Povo Ka’apor teme o enfrentamento com invasores madeireiros e o coronavírus

Estamos no mês de abril, mês que no calendário Awa’i (não indígena, para o povo Ka’apor), comemora-se o dia do Índio, um período em que os não indígenas reforçam os estereótipos do que é ser “índio”. Parafraseando o aguerrido etnólogo Eduardo Viveiros de Castro: “Todo mundo é índio, exceto quem não!”. Nesse sentido, o que temos a comemorar? Os preconceitos velados, as agressões e assassinatos de lideranças? O avanço do agronegócio através de invasões de madeireiros e fazendeiros? Os ambiciosos projetos de barragens hidrelétricas e de exploração mineral? Os diversos crimes e a omissão dos governos em garantir os direitos dos povos originários?

Enquanto isso, as estatísticas mostram que mesmo diante da atual conjuntura de pandemia do COVID-19, os territórios indígenas no Brasil continuam sendo desrespeitados, tornando-se alvos vulneráveis da devastação e da ganância, que faz avançar os projetos de morte sobre a vida desses povos e sobre toda biodiversidade da qual são os verdadeiros guardiões. Nesse momento, a aproximação de grileiros, garimpeiros, caçadores, madeireiros, fazendeiros e missionários ao território, reforçam a permanência deste projeto de morte, que agora expõe os povos originários ao risco de contaminação do novo coronavírus.

Nesse contexto, o povo Ka’apor, que habita a região do Alto-Turiaçú, Estado do Maranhão, também são vitimados como os demais povos indígenas no Brasil, pela negligência, inoperância e omissão do poder público.
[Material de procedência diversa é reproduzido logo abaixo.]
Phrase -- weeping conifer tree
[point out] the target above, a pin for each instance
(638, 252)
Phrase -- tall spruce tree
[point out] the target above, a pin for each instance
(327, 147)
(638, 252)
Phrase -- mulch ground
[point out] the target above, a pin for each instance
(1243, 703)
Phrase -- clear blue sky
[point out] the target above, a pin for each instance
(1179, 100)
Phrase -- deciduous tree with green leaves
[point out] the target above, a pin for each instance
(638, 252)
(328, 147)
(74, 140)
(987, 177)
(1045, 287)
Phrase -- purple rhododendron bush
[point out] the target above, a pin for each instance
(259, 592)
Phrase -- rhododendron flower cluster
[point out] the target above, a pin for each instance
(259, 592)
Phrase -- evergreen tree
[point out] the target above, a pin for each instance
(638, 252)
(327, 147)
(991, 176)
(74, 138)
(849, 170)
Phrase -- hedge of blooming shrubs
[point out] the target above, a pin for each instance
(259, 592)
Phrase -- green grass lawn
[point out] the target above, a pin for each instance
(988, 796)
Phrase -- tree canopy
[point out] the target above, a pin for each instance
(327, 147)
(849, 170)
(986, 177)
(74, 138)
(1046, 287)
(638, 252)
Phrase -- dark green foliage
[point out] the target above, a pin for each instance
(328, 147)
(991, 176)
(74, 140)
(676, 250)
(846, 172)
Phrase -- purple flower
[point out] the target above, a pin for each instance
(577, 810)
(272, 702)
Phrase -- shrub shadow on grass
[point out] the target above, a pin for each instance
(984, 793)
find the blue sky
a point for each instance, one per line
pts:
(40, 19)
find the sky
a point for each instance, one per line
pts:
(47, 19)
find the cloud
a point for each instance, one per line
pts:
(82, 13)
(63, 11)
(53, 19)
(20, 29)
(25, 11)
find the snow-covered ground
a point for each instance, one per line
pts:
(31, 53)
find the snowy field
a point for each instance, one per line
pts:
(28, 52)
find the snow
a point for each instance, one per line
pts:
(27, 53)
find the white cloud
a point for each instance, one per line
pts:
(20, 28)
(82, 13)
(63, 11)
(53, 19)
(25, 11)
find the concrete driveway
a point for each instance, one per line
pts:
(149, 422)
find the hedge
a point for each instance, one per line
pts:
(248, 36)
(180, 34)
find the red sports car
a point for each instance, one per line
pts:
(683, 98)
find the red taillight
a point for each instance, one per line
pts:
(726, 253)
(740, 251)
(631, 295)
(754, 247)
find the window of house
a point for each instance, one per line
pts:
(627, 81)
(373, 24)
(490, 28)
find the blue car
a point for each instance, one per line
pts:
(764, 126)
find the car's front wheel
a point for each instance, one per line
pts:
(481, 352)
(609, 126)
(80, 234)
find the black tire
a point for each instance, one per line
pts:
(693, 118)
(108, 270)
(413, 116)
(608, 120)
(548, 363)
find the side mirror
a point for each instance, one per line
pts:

Por isso, a necessidade de denunciar através desta nota, a invasão de madeireiros em quatro pontos do território; as ameaçadas dos pistoleiros às lideranças; a omissão do Distrito Sanitário Especial Indígena do Maranhão – DSEI, corrompido por interesses escusos e que se nega a contratar profissionais de saúde, que poderiam dar continuidade ao trabalho de assistência à saúde, que está sendo realizada de forma precária pelo próprio povo Ka’apor; o autoritarismo e desrespeito a autonomia e autodeterminação do povo Ka’apor por parte da Fundação Nacional do Índio – FUNAI, que se recusa a reconhecer os Tuxa Ta Pame (Conselhos de Gestão Ka’apor), como um espaço de gestão do próprio povo como recomenda a Convenção 169 da OIT.

Diante disso, os Tuxa Ta Pame do povo Ka’apor tem dado uma demonstração de civilidade, humanidade e gestão compartilhada em defesa de seu povo e pelo Bem Viver na floresta. Portanto, é nesse sentido que nos somamos às organizações sérias e comprometidas que denunciam as atrocidades e lutam por justiça e liberdade para esses povos, pois não pactuamos e nem seremos coniventes com um governo fascista e etnocida. Nos somamos aos cuidadores Ka’apor, jovens que se dedicam a saúde de seu povo, que mesmo diante das dificuldades para compreender esse contexto de pandemia, estão empenhados em orientar o seu povo nas áreas de proteção e aldeias, vulneráveis às invasões, assim como, orientar às famílias a se manterem na mata em isolamento social. No mesmo sentido, nos solidarizamos com a Ka’a mu katu ha (Guarda de Autodefesa Ka’apor), que mesmo com eminência de conflitos se deslocam para os ramais com incidência de invasão.

Diante de tudo, denunciamos o atual contexto vivido pelo povo Ka’apor e exigimos urgentemente dos órgãos competentes ações assistenciais, de defesa e proteção que possam assegurar os seus direitos. No mesmo sentido, seguimos com a esperança de que após a pandemia, nada volte a uma normalidade que viola os direitos indígenas, e que a realidade vivenciada pelos povos originários no Brasil passe a ter um contorno diferente, uma nova história, e que o mundo Awa’i possa aprender com os povos da floresta as razões que os levaram ao colapso social, respeitando e se aliando à vida, como nos ensina a guerreira e educadora Myrimy Ka’apor: “A floresta é minha mãe, nossa vida está na floresta”. Pois, a natureza ainda vive e pulsa livremente nessa última área de floresta da Amazônia Oriental sob a proteção do povo Ka’apor, porque esses guerreiros tupinambás da floresta acreditam no Ka’a namõ Jumu’eha Katu (Aprendendo com a Floresta).

Atenciosamente,

Jumu’eha renda Keruhu – Centro de Formação Saberes Ka’apor.